O governador fluminense não está exatamente com a faca na mão, mas com a corda no pescoço. Mesmo filiado ao PL, Castro já tem na manga convites da federação União Progressista (União Brasil + PP) e da federação Solidariedade-PRD, caso o partido resolva rifá-lo em nome de um nome mais ideológico. Os convites funcionam como aviso: Castro é útil, mas descartável.
A movimentação escancara os dividendos colhidos por Castro após anos loteando o Estado para a velha política. Secretarias, emendas e cargos irrigaram uma aliança de conveniência que garantiu sua eleição em primeiro turno em 2022. Agora, esse mesmo bloco exige retorno — e mira o Senado como passo seguinte do projeto autoritário do bolsonarismo.

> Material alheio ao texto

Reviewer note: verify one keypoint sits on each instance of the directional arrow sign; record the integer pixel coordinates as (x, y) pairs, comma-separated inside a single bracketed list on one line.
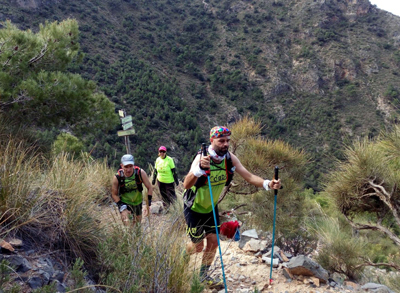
[(127, 125), (126, 132), (126, 119)]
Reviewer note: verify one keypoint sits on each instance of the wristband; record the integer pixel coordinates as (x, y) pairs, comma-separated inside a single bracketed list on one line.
[(198, 172), (121, 206), (266, 184)]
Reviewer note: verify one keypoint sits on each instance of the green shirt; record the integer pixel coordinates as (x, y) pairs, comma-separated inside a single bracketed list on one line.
[(202, 202), (164, 167), (131, 194)]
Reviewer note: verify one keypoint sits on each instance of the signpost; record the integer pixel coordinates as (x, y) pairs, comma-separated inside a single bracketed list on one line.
[(127, 126)]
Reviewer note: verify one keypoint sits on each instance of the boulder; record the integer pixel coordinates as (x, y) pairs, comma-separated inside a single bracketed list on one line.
[(304, 266)]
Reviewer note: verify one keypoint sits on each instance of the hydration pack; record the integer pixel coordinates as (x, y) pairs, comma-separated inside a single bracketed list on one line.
[(121, 179)]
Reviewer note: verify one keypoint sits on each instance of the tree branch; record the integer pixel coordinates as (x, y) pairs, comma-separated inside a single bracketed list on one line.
[(376, 227), (40, 56), (386, 197)]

PL lança Castro ao Senado para montar tropa de choque
O projeto do PL vai muito além do Rio. Ao lançar Cláudio Castro ao Senado, o partido quer consolidar uma bancada de confronto institucional. A ideia é simples: se o bolsonarismo não voltar ao Planalto em 2026, que pelo menos tenha maioria para sabotar, travar e retaliar.
No Rio, o plano inclui uma dobradinha perversa. De um lado, Carlos Bolsonaro, o vereador mais votado da história da cidade, finalmente vai migrar para a Câmara dos Deputados. Com votações recordes na bagagem e um exército digital a tiracolo, o “filho 02” será o grande puxador de votos do partido — e o canal direto da extrema-direita entre as redes e o Congresso.

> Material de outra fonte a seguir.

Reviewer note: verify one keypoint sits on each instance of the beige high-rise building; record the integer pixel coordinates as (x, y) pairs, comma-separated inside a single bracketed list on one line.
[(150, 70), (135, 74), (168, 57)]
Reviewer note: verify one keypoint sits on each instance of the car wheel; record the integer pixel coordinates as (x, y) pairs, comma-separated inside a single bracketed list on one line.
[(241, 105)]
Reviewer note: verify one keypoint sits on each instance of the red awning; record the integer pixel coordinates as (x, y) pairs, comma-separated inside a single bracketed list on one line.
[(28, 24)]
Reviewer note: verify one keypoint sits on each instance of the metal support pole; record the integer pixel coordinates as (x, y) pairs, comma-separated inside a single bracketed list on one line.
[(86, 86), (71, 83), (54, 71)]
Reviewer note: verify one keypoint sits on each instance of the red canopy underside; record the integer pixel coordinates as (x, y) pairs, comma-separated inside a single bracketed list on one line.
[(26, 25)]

De outro, Castro surge como peça de reposição institucional: um nome com verniz de gestor, palatável ao centrão, mas fiel ao projeto bolsonarista.
Carlos Bolsonaro: o trator de votos do bolsonarismo
A lógica da máquina é simples: Carlos empilha votos para puxar bancada. O plano do PL é saltar de 8 para 16 deputados federais no Rio, dobrando de tamanho e blindando o núcleo bolsonarista com mandatos, imunidade e verba.

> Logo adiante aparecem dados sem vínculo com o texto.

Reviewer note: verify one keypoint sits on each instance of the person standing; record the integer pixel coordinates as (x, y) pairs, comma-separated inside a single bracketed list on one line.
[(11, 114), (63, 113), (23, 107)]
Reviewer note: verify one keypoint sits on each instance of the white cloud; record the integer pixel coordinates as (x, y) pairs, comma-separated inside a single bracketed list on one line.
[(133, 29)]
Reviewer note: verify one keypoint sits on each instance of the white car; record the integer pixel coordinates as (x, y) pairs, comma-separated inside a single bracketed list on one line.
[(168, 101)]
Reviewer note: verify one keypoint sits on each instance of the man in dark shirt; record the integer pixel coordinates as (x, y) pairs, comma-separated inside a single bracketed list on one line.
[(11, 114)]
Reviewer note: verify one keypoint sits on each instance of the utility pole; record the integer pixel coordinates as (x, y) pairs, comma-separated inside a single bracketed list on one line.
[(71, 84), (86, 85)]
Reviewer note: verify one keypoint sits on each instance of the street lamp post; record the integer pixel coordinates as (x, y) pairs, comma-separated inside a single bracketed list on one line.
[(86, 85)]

O trator eleitoral contará ainda com palanques em todas as grandes cidades do estado, alianças com partidos de centro-direita e a promessa de um novo exército digital para replicar fake news, ataques e teorias conspiratórias — prática já testada em eleições anteriores.
Além disso, o PL quer manter os três senadores fluminenses sob seu guarda-chuva até 2026, o que garantiria influência desproporcional em votações decisivas no Senado, especialmente em temas como nomeações ao STF, CPI do Judiciário e eventuais tentativas de anistia para os golpistas do 8 de janeiro.
União fisiológica: de Castro ao caos
A aposta em Castro para o Senado tem menos a ver com liderança e mais com submissão. O governador fluminense, eleito sem nunca ter liderado de fato, é tratado como um boneco funcional pelo bolsonarismo. A promessa de uma cadeira no Senado é o prêmio por anos de fidelidade silenciosa — e pela capacidade de manter a máquina funcionando, sem questionar os donos do projeto.
Do lado das federações, a movimentação revela outro problema: a lógica fisiológica ainda comanda a política fluminense. Em vez de plataformas, ideias ou programas, o que se negocia são siglas, cargos e blindagens. A federação União Progressista, formada por dois dos partidos mais centrão do país, já ofereceu legenda caso o PL hesite. Solidariedade-PRD também entrou no leilão.
A regra do jogo é clara: quem quiser vaga, que entregue estrutura, silêncio e votos.
O Carioca esclarece
Quem é Cláudio Castro e por que ele virou aposta do PL?
Governador reeleito do Rio, Castro é visto como gestor maleável e fiel ao bolsonarismo, útil para o Senado por seu perfil técnico e pouco contestador.
Por que o PL quer Carlos Bolsonaro na Câmara?
Carlos é o principal puxador de votos do bolsonarismo no Rio. Sua ida à Câmara ajuda a turbinar a bancada e fortalece o núcleo duro da extrema-direita.
Quais as consequências dessa articulação para a democracia?
A formação de uma bancada bolsonarista radicalizada tende a ampliar os conflitos com o STF, paralisar o Congresso e enfraquecer instituições democráticas.
Como essa movimentação afeta o Rio de Janeiro?
Transforma o estado em base eleitoral da extrema-direita, reproduzindo uma lógica de chantagem institucional, loteamento político e colapso dos serviços públicos.